One thing that has changed is treatment of the baby. In past ages, when families were large and child mortality high, people could more easily laugh at the scenes of slapstick cruelty, not least to relieve the pain of knowing kids died all the time.
“Today children are wrapped in cotton wool ... Anyone doing anything that might be understood as being harmful to a child is an incredibly sensitive area. You have to find a way of making Punch and Judy and their baby seen as clown comedy. They are not real people, they are clowns and a prop,” said Edwards.
Judy has more of a say in today’s shows, a bossy bureaucrat from the local council might take the place of the traditional ‘beadle’ character and the hanging scene - harking back to a time when criminals were publicly executed - is often omitted.
The interactiveness of a Punch and Judy show can come as an enjoyable surprise to kids used to passively watching their television or computer screen, said ‘professor’ John Styles.
“It’s a show very much about audience participation. I think that’s a major secret of why it has survived,” said Styles, who has performed for the Beatles and for the late Princess Diana and her sons Princes William and Harry.
“For the children there is a lot of slapstick. Punch is like a mischievous child and I think kids identify themselves with him doing the same silly things.”

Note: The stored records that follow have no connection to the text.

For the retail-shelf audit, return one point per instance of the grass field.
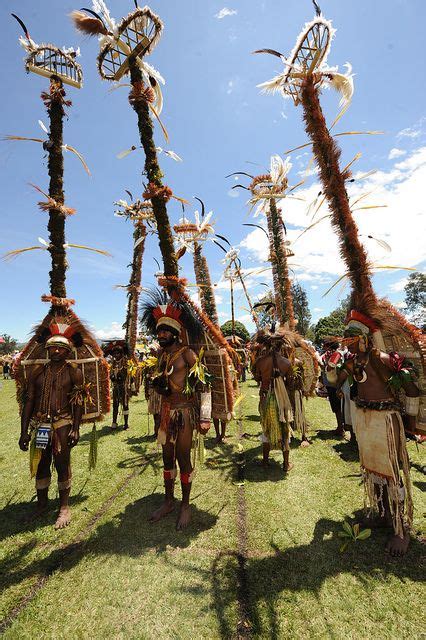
(261, 559)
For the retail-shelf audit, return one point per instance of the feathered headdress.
(61, 332)
(110, 345)
(158, 309)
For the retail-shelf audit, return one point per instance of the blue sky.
(218, 123)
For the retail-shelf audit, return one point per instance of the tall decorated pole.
(140, 213)
(123, 48)
(267, 191)
(191, 236)
(125, 370)
(305, 74)
(88, 399)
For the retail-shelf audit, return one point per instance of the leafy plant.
(352, 533)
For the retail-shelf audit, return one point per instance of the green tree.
(415, 298)
(300, 305)
(8, 345)
(301, 308)
(333, 324)
(265, 316)
(239, 330)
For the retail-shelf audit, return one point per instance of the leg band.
(169, 474)
(186, 478)
(43, 483)
(65, 484)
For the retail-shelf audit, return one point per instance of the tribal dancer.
(267, 192)
(379, 425)
(51, 417)
(186, 403)
(269, 370)
(121, 379)
(191, 236)
(60, 375)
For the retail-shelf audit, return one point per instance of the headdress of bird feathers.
(85, 349)
(110, 345)
(309, 56)
(48, 60)
(188, 233)
(157, 302)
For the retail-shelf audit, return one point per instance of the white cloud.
(233, 193)
(317, 257)
(223, 13)
(399, 285)
(396, 153)
(115, 330)
(409, 132)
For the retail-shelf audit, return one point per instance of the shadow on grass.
(129, 533)
(102, 432)
(420, 485)
(252, 418)
(15, 518)
(347, 451)
(298, 569)
(221, 459)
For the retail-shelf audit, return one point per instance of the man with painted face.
(50, 422)
(119, 377)
(185, 404)
(379, 427)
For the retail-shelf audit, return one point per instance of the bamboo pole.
(278, 258)
(152, 170)
(333, 179)
(56, 225)
(131, 324)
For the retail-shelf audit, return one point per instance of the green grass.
(111, 574)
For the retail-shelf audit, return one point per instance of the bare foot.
(339, 433)
(165, 509)
(38, 513)
(63, 519)
(184, 517)
(396, 546)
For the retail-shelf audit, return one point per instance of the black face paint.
(167, 341)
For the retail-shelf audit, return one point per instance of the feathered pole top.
(189, 233)
(158, 309)
(309, 58)
(50, 61)
(136, 35)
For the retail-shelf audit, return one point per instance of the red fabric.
(185, 478)
(397, 362)
(171, 312)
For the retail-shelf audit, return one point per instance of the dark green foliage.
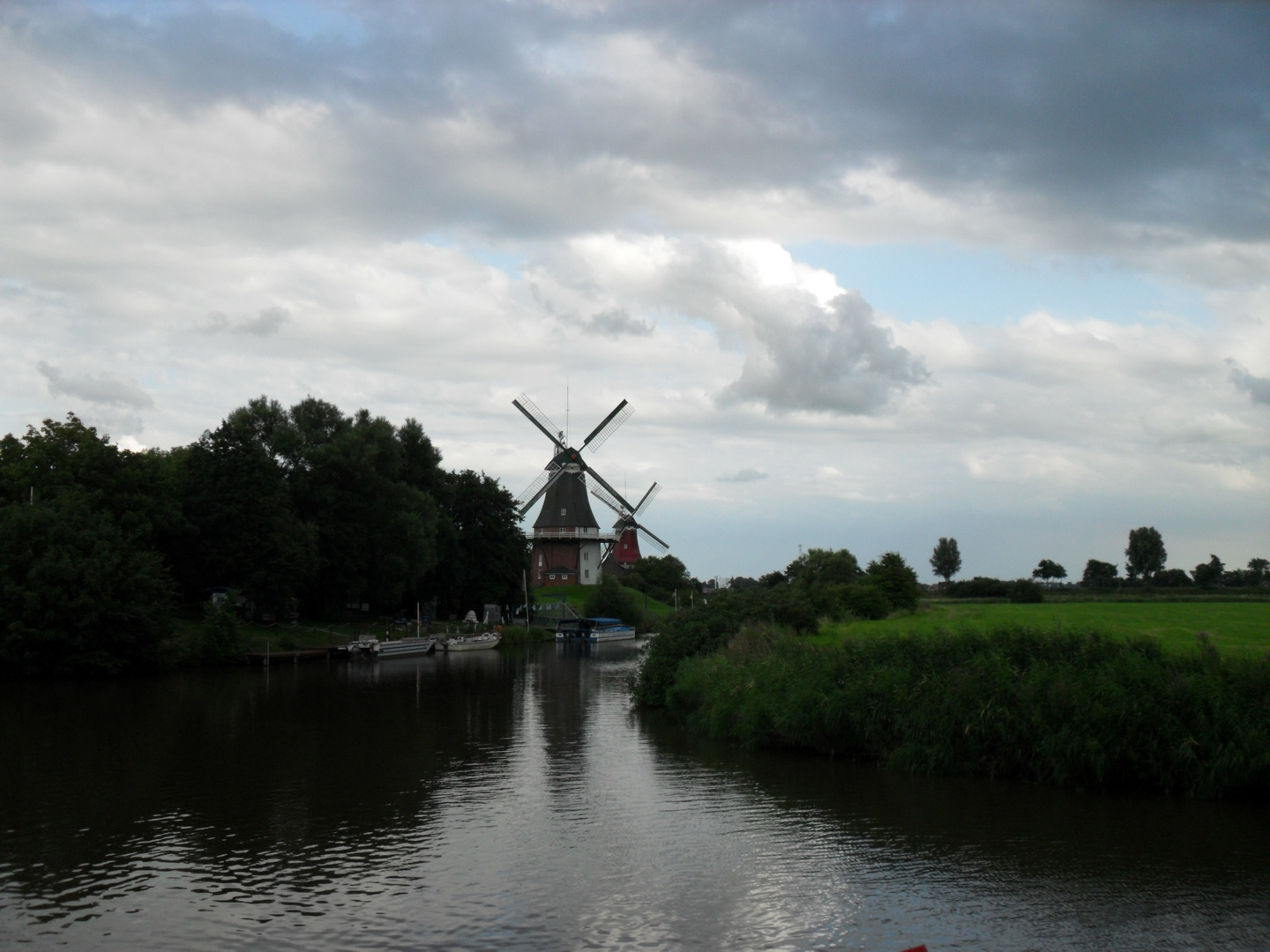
(611, 599)
(482, 551)
(978, 587)
(709, 625)
(868, 600)
(274, 502)
(1209, 573)
(1146, 554)
(1050, 570)
(946, 559)
(79, 593)
(661, 576)
(247, 532)
(1099, 576)
(1027, 591)
(895, 580)
(1172, 577)
(1067, 710)
(222, 634)
(818, 566)
(1258, 571)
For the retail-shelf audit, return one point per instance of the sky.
(869, 273)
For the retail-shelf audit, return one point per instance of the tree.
(946, 560)
(482, 551)
(79, 593)
(1099, 576)
(1258, 570)
(1209, 573)
(894, 579)
(818, 566)
(1048, 569)
(1146, 553)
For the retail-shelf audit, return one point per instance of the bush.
(1067, 710)
(895, 580)
(222, 635)
(1027, 591)
(978, 587)
(611, 599)
(78, 593)
(868, 600)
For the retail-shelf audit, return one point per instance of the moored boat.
(365, 648)
(470, 643)
(594, 629)
(403, 648)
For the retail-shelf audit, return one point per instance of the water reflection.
(512, 800)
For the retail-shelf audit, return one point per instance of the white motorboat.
(470, 643)
(365, 648)
(594, 629)
(403, 648)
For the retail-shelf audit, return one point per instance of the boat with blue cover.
(594, 629)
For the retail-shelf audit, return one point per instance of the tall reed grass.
(1072, 710)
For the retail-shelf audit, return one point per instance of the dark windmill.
(624, 550)
(566, 539)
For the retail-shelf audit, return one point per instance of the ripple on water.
(517, 804)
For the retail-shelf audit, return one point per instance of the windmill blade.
(602, 495)
(648, 498)
(533, 489)
(653, 539)
(612, 492)
(539, 419)
(551, 476)
(609, 426)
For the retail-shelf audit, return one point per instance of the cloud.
(808, 344)
(747, 475)
(616, 323)
(265, 323)
(839, 361)
(1256, 387)
(104, 390)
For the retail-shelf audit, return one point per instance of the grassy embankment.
(969, 689)
(1235, 628)
(577, 597)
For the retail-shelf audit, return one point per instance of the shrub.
(868, 600)
(895, 580)
(1027, 591)
(1067, 710)
(611, 599)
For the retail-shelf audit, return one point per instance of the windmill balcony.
(560, 532)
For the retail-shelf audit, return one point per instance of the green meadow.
(1235, 628)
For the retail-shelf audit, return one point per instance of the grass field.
(1235, 628)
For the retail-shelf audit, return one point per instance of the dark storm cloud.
(1129, 115)
(1256, 387)
(839, 361)
(104, 390)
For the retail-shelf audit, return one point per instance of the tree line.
(296, 512)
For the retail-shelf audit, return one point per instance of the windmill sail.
(648, 498)
(608, 427)
(539, 419)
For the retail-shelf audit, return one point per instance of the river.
(513, 800)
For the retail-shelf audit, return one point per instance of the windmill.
(624, 550)
(566, 539)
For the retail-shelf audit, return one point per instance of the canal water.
(513, 800)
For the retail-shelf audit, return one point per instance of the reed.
(1071, 710)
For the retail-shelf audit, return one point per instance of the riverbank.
(1070, 710)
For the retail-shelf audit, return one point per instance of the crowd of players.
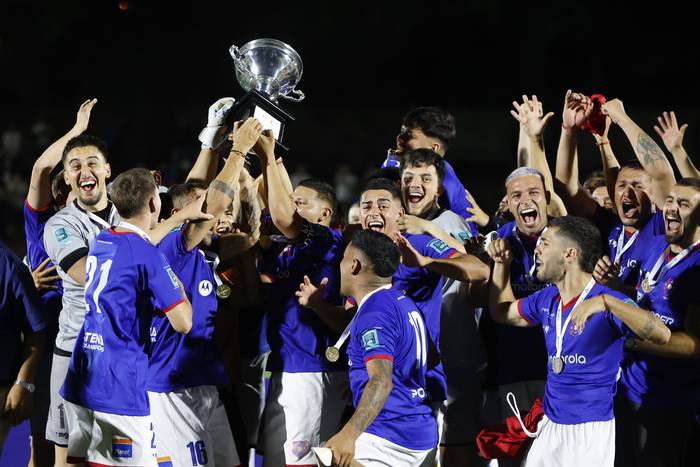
(159, 325)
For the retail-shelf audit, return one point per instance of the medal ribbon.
(655, 275)
(346, 332)
(620, 249)
(559, 342)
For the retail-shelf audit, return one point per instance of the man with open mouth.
(660, 384)
(638, 187)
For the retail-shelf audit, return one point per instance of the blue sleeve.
(616, 322)
(20, 294)
(377, 331)
(432, 247)
(455, 196)
(162, 281)
(530, 308)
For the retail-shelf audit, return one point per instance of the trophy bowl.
(270, 67)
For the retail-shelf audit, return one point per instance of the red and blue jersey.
(583, 392)
(177, 360)
(34, 222)
(296, 335)
(657, 381)
(127, 281)
(389, 325)
(425, 289)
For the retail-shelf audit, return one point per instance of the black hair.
(82, 141)
(424, 158)
(131, 191)
(179, 193)
(434, 122)
(690, 182)
(380, 183)
(380, 251)
(585, 235)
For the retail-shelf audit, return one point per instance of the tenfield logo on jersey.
(93, 341)
(122, 448)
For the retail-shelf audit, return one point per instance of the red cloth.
(508, 440)
(596, 124)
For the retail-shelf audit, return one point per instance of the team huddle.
(234, 313)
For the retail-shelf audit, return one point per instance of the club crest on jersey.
(205, 288)
(301, 448)
(438, 245)
(122, 448)
(61, 235)
(370, 339)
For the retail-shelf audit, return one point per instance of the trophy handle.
(235, 52)
(296, 98)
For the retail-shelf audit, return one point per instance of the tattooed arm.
(647, 151)
(374, 396)
(682, 344)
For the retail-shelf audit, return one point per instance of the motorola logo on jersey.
(574, 359)
(93, 341)
(205, 288)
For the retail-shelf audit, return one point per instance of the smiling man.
(67, 237)
(660, 384)
(578, 427)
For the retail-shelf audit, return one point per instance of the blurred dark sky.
(156, 67)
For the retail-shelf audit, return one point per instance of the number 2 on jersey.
(90, 269)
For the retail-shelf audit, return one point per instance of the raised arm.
(205, 166)
(647, 151)
(577, 110)
(532, 123)
(672, 136)
(610, 164)
(644, 324)
(39, 194)
(502, 303)
(222, 190)
(461, 267)
(279, 199)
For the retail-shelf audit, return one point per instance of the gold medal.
(332, 354)
(223, 291)
(557, 365)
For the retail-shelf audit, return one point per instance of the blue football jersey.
(583, 392)
(127, 281)
(657, 381)
(425, 289)
(296, 335)
(390, 326)
(177, 360)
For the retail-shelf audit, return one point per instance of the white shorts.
(107, 439)
(302, 410)
(192, 428)
(373, 451)
(57, 424)
(580, 445)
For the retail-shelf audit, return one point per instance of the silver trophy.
(268, 70)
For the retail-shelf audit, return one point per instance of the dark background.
(157, 66)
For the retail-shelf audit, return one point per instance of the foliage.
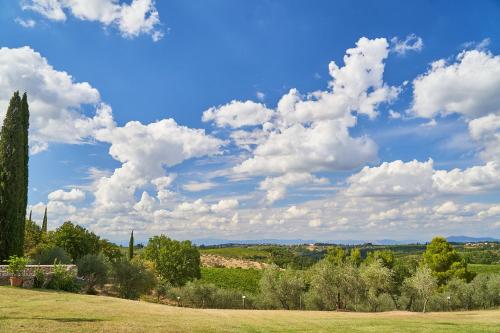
(176, 262)
(76, 240)
(245, 280)
(110, 250)
(32, 235)
(445, 262)
(63, 279)
(334, 286)
(17, 265)
(131, 246)
(377, 279)
(422, 285)
(94, 271)
(132, 278)
(282, 289)
(14, 157)
(47, 254)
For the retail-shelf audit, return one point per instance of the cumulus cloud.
(29, 23)
(131, 19)
(144, 151)
(72, 195)
(238, 114)
(469, 86)
(411, 43)
(57, 102)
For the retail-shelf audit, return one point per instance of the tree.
(176, 262)
(131, 246)
(32, 235)
(94, 271)
(445, 262)
(423, 284)
(76, 240)
(378, 280)
(132, 278)
(44, 223)
(335, 286)
(13, 177)
(282, 288)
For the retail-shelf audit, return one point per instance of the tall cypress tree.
(44, 223)
(13, 177)
(131, 246)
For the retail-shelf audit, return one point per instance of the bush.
(176, 262)
(132, 278)
(48, 255)
(63, 279)
(94, 271)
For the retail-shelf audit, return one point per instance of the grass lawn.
(486, 269)
(246, 280)
(251, 253)
(24, 310)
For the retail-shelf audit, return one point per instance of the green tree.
(132, 278)
(131, 246)
(445, 262)
(76, 240)
(422, 284)
(94, 271)
(378, 280)
(32, 235)
(176, 262)
(282, 288)
(13, 177)
(334, 286)
(44, 223)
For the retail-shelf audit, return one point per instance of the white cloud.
(198, 186)
(131, 19)
(276, 187)
(411, 43)
(393, 179)
(56, 101)
(225, 205)
(72, 195)
(238, 114)
(468, 86)
(29, 23)
(144, 151)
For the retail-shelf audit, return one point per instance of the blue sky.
(176, 59)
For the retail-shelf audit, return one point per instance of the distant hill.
(467, 239)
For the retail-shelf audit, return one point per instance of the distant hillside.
(467, 239)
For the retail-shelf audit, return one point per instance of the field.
(246, 280)
(24, 310)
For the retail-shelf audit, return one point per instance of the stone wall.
(30, 271)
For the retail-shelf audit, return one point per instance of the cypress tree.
(131, 246)
(44, 223)
(13, 177)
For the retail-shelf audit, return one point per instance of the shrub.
(17, 265)
(132, 278)
(176, 262)
(94, 271)
(63, 279)
(48, 255)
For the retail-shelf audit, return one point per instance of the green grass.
(486, 269)
(26, 311)
(250, 253)
(246, 280)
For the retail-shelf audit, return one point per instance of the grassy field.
(232, 278)
(250, 253)
(24, 310)
(486, 269)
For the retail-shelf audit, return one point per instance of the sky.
(329, 120)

For adults, Styles added, the appeal of Punch is that of the eternal rebel who is forever falling foul of authority.
“When you’re just coming back to your car and the traffic warden is about to put the ticket on and you are saying, ‘No, I am going now!’ and he still says, ‘No, you are too late’, Punch would hit him, you would feel a lot better. The audience watching Punch deal with authority like that, that’s its appeal,” Styles said.
For a form of entertainment with roots in masked Italian theater of the 16th century (commedia del’arte) and described as long ago as 1662 by English diarist Samuel Pepys, Punch and Judy has proven historically resilient but its future is less clear.
The number of booths has fallen sharply with the decline of the traditional British seaside resort as many Britons prefer to holiday abroad these days, though Punch and Judy shows can also be found in London and other big cities far from the sea.
“The generations coming up will take Mr Punch and will fit him to their society,” said Edwards.
“Professor” Styles was less confident.
“Will something suddenly come out of the woodwork, some aspect for some reason something is no longer acceptable? I don’t know what that thing might be but that could just about put a lid on it,” he said.